そこで、木の幹から横に枝や葉が伸びるように、複数の場を用意して、その「場」を行ったり来たりしながら物語を進めていく手法が採られました。それが功を奏した。中だるみ感を払拭できた秘訣その2ではないでしょうか。
【3】昭和の時代と絶妙にクロス
少女の成長物語を軸にしつつ、昭和30~40年代の社会現象、高度経済成長による劇的な社会の変化、流行や風俗を関係づけて取り入れています。象徴的なシーンは、宗男(峯田和伸)が大興奮するビートルズ来日のくだり。他にも戦場からの帰還エピソード、グループサウンズなどのヒット曲、ミニスカートとツイッギー等々、時代の色があちこちに。

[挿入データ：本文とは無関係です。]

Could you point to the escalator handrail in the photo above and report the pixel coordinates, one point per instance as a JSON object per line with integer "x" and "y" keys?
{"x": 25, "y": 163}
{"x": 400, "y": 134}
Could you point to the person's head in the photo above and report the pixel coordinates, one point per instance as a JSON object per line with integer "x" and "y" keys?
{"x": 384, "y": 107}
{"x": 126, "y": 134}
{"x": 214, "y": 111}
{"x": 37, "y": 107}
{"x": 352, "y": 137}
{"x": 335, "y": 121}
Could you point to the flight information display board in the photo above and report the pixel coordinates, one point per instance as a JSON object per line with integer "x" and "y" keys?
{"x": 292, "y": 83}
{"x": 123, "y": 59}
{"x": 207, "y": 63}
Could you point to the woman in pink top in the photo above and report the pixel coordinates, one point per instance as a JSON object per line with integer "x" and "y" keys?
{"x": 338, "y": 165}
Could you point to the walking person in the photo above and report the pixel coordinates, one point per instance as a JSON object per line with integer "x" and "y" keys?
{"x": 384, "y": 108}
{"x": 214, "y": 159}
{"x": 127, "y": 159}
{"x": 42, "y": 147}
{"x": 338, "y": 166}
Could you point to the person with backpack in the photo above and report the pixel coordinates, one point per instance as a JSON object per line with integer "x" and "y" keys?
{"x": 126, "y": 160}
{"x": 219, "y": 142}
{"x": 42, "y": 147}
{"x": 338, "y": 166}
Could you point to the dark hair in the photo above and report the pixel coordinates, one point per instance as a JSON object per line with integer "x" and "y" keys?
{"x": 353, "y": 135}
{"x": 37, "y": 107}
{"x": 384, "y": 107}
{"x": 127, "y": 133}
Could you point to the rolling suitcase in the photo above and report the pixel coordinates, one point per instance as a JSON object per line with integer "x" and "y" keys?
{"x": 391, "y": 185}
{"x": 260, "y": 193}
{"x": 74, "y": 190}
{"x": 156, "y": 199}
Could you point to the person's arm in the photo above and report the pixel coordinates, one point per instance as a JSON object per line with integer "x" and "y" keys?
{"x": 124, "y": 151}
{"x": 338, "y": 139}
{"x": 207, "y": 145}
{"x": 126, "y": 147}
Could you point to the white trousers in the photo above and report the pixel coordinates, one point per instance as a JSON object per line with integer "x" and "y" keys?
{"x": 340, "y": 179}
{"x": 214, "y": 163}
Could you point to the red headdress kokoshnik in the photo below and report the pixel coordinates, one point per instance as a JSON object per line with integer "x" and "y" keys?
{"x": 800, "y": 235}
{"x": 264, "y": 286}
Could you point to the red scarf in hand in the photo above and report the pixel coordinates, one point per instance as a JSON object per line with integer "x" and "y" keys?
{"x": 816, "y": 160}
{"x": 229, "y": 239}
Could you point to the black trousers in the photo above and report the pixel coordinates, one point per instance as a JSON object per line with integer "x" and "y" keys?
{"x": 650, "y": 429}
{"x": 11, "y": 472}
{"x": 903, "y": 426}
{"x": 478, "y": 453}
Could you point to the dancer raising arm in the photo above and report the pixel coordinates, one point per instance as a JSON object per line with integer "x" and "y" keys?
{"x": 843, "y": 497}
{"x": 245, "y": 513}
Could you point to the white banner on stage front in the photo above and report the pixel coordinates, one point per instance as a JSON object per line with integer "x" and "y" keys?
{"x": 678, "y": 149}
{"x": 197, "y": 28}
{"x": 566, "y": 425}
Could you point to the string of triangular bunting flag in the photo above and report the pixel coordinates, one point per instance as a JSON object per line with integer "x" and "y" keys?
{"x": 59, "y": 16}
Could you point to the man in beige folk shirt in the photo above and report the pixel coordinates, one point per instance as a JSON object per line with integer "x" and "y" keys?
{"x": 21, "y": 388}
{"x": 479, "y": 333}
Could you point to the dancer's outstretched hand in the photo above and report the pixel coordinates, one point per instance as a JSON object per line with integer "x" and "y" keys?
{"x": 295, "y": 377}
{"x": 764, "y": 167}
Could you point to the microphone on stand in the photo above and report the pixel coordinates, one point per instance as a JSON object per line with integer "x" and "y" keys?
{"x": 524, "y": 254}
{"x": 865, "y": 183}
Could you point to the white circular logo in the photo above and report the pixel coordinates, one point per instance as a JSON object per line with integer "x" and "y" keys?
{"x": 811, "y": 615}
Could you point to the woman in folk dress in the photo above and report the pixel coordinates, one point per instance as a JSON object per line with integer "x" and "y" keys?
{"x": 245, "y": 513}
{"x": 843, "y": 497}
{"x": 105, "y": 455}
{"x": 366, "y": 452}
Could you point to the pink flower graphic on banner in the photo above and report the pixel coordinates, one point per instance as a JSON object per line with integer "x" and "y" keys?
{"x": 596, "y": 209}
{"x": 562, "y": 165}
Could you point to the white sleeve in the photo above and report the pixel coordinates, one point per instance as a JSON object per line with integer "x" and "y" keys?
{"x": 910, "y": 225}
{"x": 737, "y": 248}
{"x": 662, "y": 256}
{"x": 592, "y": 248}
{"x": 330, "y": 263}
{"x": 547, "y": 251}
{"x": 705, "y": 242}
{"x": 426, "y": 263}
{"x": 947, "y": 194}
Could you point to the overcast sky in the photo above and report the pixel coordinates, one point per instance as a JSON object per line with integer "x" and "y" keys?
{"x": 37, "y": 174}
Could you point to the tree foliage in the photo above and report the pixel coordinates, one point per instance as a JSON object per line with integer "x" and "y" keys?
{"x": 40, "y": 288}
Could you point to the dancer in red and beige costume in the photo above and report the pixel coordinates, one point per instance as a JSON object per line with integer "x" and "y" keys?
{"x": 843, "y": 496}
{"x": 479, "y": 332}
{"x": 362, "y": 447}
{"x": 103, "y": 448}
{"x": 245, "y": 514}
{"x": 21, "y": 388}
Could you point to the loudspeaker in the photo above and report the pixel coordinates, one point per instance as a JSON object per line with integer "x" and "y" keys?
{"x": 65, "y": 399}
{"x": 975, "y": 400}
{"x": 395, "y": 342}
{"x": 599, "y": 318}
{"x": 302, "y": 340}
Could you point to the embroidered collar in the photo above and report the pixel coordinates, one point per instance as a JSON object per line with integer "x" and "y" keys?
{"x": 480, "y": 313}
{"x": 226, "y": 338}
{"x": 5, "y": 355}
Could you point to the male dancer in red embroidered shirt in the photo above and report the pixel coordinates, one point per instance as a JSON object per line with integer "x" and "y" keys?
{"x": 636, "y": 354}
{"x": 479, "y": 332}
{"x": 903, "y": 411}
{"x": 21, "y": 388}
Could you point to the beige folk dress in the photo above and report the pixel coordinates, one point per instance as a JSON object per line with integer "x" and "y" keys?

何よりも、みね子自身が「金の卵」。田舎からの集団就職という、経済成長時代をくっきりと反映している人物設定です。
奇しくも、前作『べっぴんさん』、前々作『とと姉ちゃん』共に昭和の同じ頃が舞台。しかしトッピングの如くに「昭和のエピソードをちょっと使ってみました」といった、薄っぺらさ感は否めなかった。しかし今回は違います。
出稼ぎに行かなければならなかった地方の状況→過酷な労働→父の記憶喪失→みね子上京→実家へ送金……といったように、時代と人物の遭遇する出来事とが途切れることなく連なっています。社会状況と切り離せない要素が人物造形の中に色濃く根ざしているために、物語に奥行き感や厚みが出てくるのでしょう。
半年という長丁場でもこのドラマが退屈しない理由の3つ目は、そのあたりにありそうです。